Repeated dose toxicity: inhalation - systemic effects

Endpoint conclusion
Endpoint conclusion:
no study available

Repeated dose toxicity: inhalation - local effects

Endpoint conclusion
Endpoint conclusion:
no study available

Repeated dose toxicity: dermal - systemic effects

Endpoint conclusion
Endpoint conclusion:
no study available

Repeated dose toxicity: dermal - local effects

Endpoint conclusion
Endpoint conclusion:
no study available

Additional information

Justification for classification or non-classification

The oral repeated-dose toxicity NOAEL was determined to be 50 mg/kg/day (over 33-days in male rats and up to 57 days in females with a litter) in the key repeat-dose toxicity study, and the lowest determined effect level was 150 mg/kg/day based on histopathological changes seen in the kidneys of the majority of animals at this dose level.
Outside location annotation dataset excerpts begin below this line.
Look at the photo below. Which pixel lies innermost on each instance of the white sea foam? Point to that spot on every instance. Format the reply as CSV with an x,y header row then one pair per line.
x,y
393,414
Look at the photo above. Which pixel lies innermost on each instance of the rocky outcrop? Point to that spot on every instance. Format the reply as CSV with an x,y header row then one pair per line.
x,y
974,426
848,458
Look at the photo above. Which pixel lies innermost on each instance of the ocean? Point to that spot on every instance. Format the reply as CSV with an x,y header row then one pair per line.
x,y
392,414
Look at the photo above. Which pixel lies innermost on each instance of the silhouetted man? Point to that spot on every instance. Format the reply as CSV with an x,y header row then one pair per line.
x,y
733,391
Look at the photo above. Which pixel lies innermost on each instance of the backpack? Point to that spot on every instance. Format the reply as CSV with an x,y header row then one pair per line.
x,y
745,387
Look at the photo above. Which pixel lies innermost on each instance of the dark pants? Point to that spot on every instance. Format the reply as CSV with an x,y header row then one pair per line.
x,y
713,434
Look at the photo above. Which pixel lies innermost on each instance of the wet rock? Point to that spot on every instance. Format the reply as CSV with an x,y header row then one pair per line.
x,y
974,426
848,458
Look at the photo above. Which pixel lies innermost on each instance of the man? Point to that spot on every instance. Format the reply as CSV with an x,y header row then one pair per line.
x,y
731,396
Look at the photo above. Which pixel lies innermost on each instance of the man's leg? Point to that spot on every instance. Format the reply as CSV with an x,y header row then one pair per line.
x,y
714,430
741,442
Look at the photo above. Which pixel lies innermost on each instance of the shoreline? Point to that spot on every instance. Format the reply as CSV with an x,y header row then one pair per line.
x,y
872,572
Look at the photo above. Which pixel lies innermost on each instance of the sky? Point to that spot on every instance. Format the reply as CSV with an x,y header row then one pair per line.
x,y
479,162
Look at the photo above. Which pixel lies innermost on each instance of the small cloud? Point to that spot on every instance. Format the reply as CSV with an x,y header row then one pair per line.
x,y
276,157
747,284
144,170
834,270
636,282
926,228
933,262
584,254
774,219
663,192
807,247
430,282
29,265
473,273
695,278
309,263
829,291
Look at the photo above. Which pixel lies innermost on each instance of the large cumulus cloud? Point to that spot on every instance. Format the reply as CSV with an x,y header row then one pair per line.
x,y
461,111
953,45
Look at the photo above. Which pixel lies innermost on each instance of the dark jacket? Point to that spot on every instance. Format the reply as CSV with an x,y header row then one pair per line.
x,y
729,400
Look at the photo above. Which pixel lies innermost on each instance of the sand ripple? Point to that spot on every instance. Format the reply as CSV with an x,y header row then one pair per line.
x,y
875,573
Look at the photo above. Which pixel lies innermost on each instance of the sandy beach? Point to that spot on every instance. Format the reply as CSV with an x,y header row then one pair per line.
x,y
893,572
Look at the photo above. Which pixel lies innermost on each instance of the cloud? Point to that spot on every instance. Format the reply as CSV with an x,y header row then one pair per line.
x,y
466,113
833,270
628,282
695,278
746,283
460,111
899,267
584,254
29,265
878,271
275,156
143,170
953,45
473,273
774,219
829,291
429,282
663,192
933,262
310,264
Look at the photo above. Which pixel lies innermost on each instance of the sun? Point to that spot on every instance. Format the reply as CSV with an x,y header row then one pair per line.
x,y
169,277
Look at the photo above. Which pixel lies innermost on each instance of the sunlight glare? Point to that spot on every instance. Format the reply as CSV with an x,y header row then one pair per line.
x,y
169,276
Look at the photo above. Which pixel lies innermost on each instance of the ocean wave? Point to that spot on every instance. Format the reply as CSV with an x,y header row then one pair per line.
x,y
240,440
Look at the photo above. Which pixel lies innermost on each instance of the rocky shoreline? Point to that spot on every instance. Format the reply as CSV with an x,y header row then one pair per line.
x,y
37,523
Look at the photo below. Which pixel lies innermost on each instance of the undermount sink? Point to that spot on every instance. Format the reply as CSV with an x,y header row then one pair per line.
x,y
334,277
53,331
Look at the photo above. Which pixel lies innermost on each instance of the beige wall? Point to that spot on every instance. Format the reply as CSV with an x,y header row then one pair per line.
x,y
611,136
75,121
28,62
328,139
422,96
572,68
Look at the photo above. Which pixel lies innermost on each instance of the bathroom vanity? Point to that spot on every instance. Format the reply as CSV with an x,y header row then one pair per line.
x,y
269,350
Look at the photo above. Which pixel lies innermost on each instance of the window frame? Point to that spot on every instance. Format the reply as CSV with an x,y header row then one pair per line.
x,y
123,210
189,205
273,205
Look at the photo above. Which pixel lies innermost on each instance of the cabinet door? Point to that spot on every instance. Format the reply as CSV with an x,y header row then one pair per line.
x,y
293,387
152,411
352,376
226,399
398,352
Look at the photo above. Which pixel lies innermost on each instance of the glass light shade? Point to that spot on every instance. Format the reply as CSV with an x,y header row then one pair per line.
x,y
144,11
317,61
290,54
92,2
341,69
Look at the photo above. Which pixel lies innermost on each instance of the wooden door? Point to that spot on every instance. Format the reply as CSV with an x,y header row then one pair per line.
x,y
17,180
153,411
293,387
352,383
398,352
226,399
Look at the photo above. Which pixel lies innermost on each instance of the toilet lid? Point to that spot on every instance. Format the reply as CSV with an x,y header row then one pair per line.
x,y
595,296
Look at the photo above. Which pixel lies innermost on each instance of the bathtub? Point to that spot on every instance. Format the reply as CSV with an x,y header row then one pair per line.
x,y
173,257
The guidance dose ranges for Specific Target Organ Toxicity by repeat oral exposure (STOT-R) would be Category 1, <10-30 mg/kg/day, or Category 2, 10/30 – 100/300 mg/kg/day, depending on the duration of exposure (90-28 days respectively). Considering the lowest effect level of 150 mg/kg/day in the source study was associated with a slight degenerative effect on the rat kidney after 33-57 days of exposure, it is clear that this dose level falls outside the Category 1 criteria (i.e. the effective dose level exceeds the highest threshold >30 mg/kg/day). However, for Category 2 classification, the minimal effect level of 150 mg/kg/day exceeds the 90-day threshold of 100 mg/kg/day but is within the 28-day range of 30-300 mg/kg/day. Since the renal toxicity observed at the dose level of 150 mg/kg/day falls within the guideline criteria considered indicative of relevant toxic effects, Category 2 classification for STOT-RE classification is considered to be applicable.